FoLD: a permanent, controlled-access, online repository for forensic linguistic research

Tim Grant

School of Languages & Social Sciences, Aston University

  • Abstract

This talk presents an innovative online resource for sharing and accessing forensic linguistics data, the Forensic Linguistic Databank (FoLD -, developed in the Aston Institute for Forensic Linguistics (AIFL) at Aston University, Birmingham. FoLD is a permanent, controlled access online repository for forensic linguistic data, including malicious communication data, investigative interview data, hate speech, and legal language.

Since access to relevant forensic linguistic data has been notoriously challenging since the conception of the discipline in the 1960s, FoLD represents the first attempt to provide researchers with the opportunity of sharing datasets of different levels of sensitivity and ethical concern.

In this talk we present the FoLD repository, how to donate data, and how to access already existing datasets from the website.

We further showcase a project carried out by researchers in the FoLD research centre at AIFL using data from FoLD.

This talk is a cross-over with FORGE, who provide seminars on forensic linguistics

Week 3

Thursday 27th October 2022


Microsoft Teams - request a link via email

Towards a methodological tree: combining Discourse Theory, Critical Discourse Studies and Corpus Linguistics

Katy Brown

University of Bath

  • Abstract

Discourse studies as a broad field has demonstrated openness to incorporating mixed methodologies and perspectives to provide a range of insights into complex phenomena. This paper seeks to propose a new framework which brings together the diverse traditions of Discourse Theory (DT), Critical Discourse Studies (CDS) and Corpus Linguistics (CL). While there are some excellent examples of work combining two of these approaches, particularly CDS and CL (e.g., Subtirelu and Baker, 2018; Baker, 2012), and a growing discussion around the potential compatibility of DT and CDS (Brown, 2020; De Cleen et al., 2021), or DT and CL (Wilkinson, 2022; Nikisianis et al., 2019), there have been very few attempts to bring them all together into a coherent research programme. The aim here then, expanding on recent studies conducted using this framework (Brown and Mondon, 2020; Brown, Mondon and Winter, 2021), is to develop a detailed account of how this combination can be achieved and what benefits it brings to the field of discourse studies. To demonstrate the way this can be implemented in textual analysis, examples are drawn from a study of far-right Brexit discourse and the process of mainstreaming.

Week 1

Thursday 13th October 2022


Welcome Lecture LT1 / Teams link available via email

A year to remember?
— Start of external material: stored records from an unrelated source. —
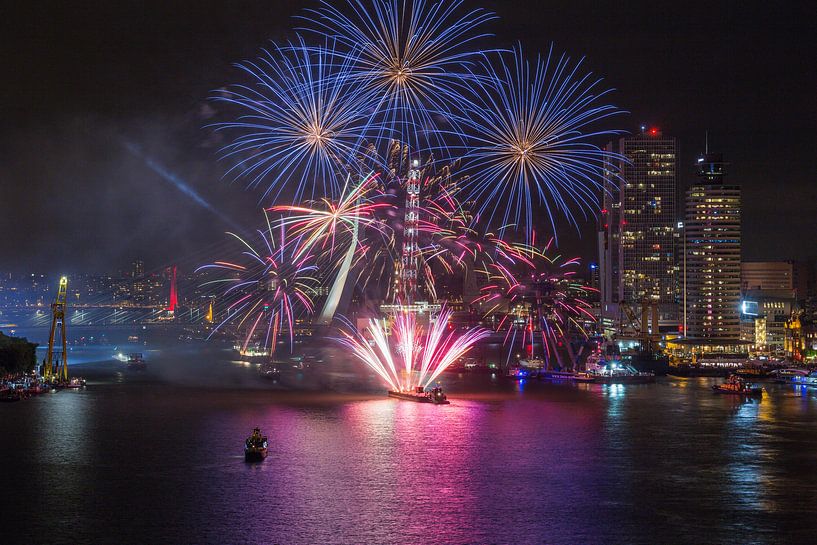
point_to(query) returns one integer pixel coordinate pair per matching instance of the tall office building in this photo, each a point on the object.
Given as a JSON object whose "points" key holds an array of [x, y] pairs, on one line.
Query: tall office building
{"points": [[767, 275], [712, 255], [638, 222]]}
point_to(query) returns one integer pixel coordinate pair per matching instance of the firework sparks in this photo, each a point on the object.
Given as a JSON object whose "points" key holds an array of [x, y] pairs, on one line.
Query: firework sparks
{"points": [[410, 57], [323, 225], [532, 139], [266, 289], [415, 358], [544, 300], [300, 117]]}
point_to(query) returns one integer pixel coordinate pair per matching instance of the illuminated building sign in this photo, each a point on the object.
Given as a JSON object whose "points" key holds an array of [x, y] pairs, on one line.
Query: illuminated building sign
{"points": [[749, 308]]}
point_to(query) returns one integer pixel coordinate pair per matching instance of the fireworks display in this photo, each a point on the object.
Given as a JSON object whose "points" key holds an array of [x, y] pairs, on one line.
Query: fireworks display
{"points": [[531, 139], [393, 154], [410, 58], [266, 290], [415, 358], [300, 121], [541, 300]]}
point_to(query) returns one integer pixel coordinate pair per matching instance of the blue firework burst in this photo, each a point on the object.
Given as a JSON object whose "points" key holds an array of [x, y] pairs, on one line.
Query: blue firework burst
{"points": [[532, 131]]}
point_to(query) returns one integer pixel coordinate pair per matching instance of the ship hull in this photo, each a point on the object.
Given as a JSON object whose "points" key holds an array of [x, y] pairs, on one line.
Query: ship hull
{"points": [[255, 455], [417, 398], [746, 392], [624, 379]]}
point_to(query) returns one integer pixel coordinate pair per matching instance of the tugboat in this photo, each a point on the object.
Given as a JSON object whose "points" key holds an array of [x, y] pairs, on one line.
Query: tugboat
{"points": [[737, 386], [136, 362], [255, 447], [435, 395], [269, 371]]}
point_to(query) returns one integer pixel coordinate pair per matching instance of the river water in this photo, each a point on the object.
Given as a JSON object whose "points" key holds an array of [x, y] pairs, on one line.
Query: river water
{"points": [[156, 457]]}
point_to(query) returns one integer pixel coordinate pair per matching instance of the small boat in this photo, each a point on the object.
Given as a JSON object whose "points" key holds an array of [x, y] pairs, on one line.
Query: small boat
{"points": [[269, 371], [255, 447], [809, 379], [136, 362], [785, 376], [75, 383], [519, 372], [737, 386], [419, 395], [615, 372]]}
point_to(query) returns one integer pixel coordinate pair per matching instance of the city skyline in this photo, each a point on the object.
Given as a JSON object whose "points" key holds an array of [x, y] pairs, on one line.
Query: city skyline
{"points": [[140, 164]]}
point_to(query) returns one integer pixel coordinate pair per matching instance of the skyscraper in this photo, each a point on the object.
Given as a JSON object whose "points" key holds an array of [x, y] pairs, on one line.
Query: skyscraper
{"points": [[712, 264], [636, 239]]}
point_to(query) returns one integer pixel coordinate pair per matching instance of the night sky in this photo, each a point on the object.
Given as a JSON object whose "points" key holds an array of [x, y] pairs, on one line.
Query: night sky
{"points": [[96, 92]]}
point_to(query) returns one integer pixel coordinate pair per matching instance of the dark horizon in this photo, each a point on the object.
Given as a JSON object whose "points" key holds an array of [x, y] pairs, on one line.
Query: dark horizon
{"points": [[109, 102]]}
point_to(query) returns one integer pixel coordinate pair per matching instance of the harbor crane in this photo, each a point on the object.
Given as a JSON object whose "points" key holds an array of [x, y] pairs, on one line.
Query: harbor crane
{"points": [[53, 368]]}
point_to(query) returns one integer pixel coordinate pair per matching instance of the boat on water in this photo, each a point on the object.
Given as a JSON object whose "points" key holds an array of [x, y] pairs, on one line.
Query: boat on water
{"points": [[269, 371], [252, 354], [574, 376], [136, 362], [616, 372], [785, 376], [419, 395], [809, 379], [737, 386], [752, 371], [519, 372], [255, 447], [74, 383], [648, 361]]}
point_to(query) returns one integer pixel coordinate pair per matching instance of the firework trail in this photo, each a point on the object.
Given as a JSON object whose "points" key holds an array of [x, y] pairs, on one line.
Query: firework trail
{"points": [[301, 121], [266, 289], [323, 225], [410, 56], [415, 358], [532, 139], [543, 299]]}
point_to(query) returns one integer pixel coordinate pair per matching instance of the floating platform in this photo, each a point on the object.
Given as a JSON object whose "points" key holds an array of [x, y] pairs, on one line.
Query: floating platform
{"points": [[436, 396]]}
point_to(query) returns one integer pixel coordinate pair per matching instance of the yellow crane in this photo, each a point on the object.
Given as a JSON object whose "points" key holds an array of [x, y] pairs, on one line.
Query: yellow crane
{"points": [[54, 369]]}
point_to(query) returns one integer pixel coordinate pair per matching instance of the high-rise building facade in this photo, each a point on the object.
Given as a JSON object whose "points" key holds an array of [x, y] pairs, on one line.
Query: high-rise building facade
{"points": [[712, 268], [636, 241], [766, 275]]}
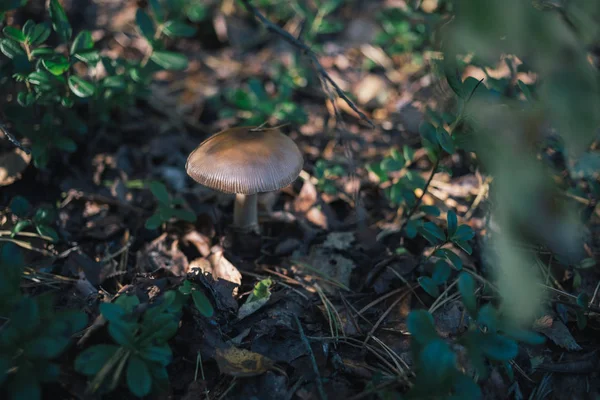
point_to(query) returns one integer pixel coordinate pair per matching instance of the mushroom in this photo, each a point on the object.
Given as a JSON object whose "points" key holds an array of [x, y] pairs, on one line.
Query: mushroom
{"points": [[246, 161]]}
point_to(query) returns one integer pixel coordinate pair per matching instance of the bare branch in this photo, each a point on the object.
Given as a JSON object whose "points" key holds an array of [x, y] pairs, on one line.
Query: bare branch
{"points": [[309, 53]]}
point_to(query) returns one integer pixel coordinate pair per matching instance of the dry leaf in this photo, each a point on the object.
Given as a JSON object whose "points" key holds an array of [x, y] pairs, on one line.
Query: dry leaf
{"points": [[241, 363], [222, 268]]}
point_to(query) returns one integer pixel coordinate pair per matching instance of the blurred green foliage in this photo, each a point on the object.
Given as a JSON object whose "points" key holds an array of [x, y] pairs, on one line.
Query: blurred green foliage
{"points": [[33, 332], [49, 88], [167, 207]]}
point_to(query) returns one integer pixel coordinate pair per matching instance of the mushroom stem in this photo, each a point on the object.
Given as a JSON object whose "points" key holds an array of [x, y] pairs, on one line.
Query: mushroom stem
{"points": [[245, 212]]}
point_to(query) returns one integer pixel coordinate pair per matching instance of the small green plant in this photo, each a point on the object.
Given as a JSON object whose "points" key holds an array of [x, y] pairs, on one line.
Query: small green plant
{"points": [[41, 219], [52, 92], [489, 341], [457, 235], [140, 349], [167, 207], [32, 332], [327, 174], [202, 303], [254, 105]]}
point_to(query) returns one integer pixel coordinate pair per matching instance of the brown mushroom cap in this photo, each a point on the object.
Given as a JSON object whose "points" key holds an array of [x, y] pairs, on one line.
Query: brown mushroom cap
{"points": [[246, 161]]}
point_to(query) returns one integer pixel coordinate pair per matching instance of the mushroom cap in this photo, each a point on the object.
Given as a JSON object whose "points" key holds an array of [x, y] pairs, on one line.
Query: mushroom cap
{"points": [[246, 160]]}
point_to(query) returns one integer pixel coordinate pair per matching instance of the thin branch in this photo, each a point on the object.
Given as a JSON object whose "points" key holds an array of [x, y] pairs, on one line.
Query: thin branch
{"points": [[270, 26], [420, 199], [313, 361], [10, 137]]}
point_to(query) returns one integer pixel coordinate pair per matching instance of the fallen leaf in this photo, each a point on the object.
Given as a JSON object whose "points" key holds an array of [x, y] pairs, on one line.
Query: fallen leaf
{"points": [[339, 240], [12, 164], [557, 332], [238, 362], [222, 268]]}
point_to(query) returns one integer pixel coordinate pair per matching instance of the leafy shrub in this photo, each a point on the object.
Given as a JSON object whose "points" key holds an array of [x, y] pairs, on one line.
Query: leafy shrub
{"points": [[33, 334], [50, 90]]}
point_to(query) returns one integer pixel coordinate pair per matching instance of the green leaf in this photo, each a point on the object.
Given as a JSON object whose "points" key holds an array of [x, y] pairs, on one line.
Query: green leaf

Introducing the BE21 corpus and exploring recent part of speech tag change in British English

Paul Baker

CASS, Lancaster University

  • Abstract

This talk describes the collection and analysis of the most recent edition of the Brown family, the BE21 corpus, consisting of 1 million words of written British English texts, published in 2021. Using measures of the Coefficient of Variance, the frequencies of part-of-speech tags in BE21 are compared against the other four British members of the Brown family (from 1931, 1961, 1991 and 2006). Part-of-speech tags that are steadily increasing or decreasing in all five or the latest three corpora are examined via concordance lines and their distributions in order to identify new and emerging trends in British English. The analysis points to the continuation of some trends (such as declines in modal verbs and titles of address), along with newer trends like the rise of first person pronouns. The analysis indicates that more general trends of densification, democratisation and colloquialisation are continuing in British English.